Toujours à Tripoli, dans un autre quartier, Mahmoud 37 ans vit avec son épouse, ses trois enfants, son frère Ahmed âgé de 24 ans, sa sœur divorcée âgée de 28 ans et sa mère âgée. Il a toujours été chauffeur de taxi, mais il y a un peu moins d’un an sa voiture a été confisquée par la police car elle roule au mazout. Il lui faut 8 millions de livres (environ 350 USD) pour pouvoir la récupérer ; une somme qu’il n’a pas. Ahmed, son frère, travaillait auprès d’un boulanger, mais avec la dévaluation, son salaire ne valait plus rien. Il a préféré démissionner et se mettre à ramasser du métal qu’il revend. «Je fais environ 25.000 livres (environ 1 USD) par kilos de métal. Il me faut environ une semaine pour les rassembler », dit-il en se levant pour montrer son pantalon devenu trop grand. «J’ai perdu plus de 20 kilos depuis le début de la crise. C’est le stress bien sûr, mais aussi nous ne mangeons presque pas », dit-il.
La famille a été expulsée de chez elle parce qu’elle ne pouvait plus payer le loyer il y a deux mois et s’est installée dans un petit appartement de Kobbé. Mais une semaine après le déménagement toutes leurs possessions ont été volées. «On n’a plus rien, ni meubles, ni four, ni frigo, ni chaufferette, ni bombonne de gaz pour faire la cuisine. Nous utilisons un petit réchaud de camping, mais faut-il encore avoir de l’argent pour le recharger », soupire Mahmoud.
«Les adultes de la famille mangent une fois par jour, les enfants deux fois, mais leur diner est souvent composé de pain trempé dans du thé », dit-il.
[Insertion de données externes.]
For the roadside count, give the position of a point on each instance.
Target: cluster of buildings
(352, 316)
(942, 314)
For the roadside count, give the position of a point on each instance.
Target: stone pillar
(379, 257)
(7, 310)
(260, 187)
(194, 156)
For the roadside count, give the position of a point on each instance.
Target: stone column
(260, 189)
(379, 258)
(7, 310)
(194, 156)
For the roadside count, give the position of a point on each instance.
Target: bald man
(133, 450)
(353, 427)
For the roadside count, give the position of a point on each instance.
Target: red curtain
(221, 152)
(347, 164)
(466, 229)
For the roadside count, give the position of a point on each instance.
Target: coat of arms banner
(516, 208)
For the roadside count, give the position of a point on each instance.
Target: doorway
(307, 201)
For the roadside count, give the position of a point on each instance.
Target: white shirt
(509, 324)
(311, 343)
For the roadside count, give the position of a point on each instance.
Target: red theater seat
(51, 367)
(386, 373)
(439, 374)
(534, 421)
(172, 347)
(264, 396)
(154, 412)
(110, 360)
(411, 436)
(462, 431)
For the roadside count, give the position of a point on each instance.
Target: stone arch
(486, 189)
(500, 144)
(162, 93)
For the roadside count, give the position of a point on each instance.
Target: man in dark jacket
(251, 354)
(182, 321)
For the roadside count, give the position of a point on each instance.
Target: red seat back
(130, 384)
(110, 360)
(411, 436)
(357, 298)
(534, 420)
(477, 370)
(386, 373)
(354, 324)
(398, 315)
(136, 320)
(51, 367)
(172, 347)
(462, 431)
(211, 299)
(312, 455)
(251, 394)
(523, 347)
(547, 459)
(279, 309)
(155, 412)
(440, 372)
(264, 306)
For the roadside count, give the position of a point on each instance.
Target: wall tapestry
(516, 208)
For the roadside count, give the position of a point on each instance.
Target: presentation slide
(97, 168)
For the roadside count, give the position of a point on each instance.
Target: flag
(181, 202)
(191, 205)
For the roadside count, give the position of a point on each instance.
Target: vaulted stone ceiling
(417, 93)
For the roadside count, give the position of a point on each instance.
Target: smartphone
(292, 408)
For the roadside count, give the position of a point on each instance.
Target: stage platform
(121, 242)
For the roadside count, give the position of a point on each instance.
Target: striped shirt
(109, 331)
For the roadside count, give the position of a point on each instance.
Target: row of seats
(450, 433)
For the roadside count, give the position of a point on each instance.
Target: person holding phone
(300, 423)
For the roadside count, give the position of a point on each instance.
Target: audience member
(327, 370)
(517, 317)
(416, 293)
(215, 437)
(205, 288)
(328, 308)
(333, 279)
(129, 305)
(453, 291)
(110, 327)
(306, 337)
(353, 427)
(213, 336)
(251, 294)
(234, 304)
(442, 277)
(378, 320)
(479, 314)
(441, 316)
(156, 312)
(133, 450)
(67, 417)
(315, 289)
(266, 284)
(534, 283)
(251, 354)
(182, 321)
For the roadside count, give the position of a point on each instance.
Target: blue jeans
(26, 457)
Assise dans un fauteuil cassé, la mère de Mahmoud confie : «Nous manquons de tout. Nous n’avons même pas 30.000 livres (environ 1 USD) pour acheter du charbon pour nous chauffer. J’ai vu des mauvais jours mais ils étaient bien meilleurs que ceux-là ».
Wafa, Ali, Mahmoud et leurs familles sont des participants à divers programmes d’urgence de CARE International au Liban. Ils ont reçu au cours des mois écoulé de l’argent liquide, des caisses alimentaires, des kits d’hygiène et/ou des bons d’achats auprès des marchands des quatre saisons, des épiceries et des bouchers.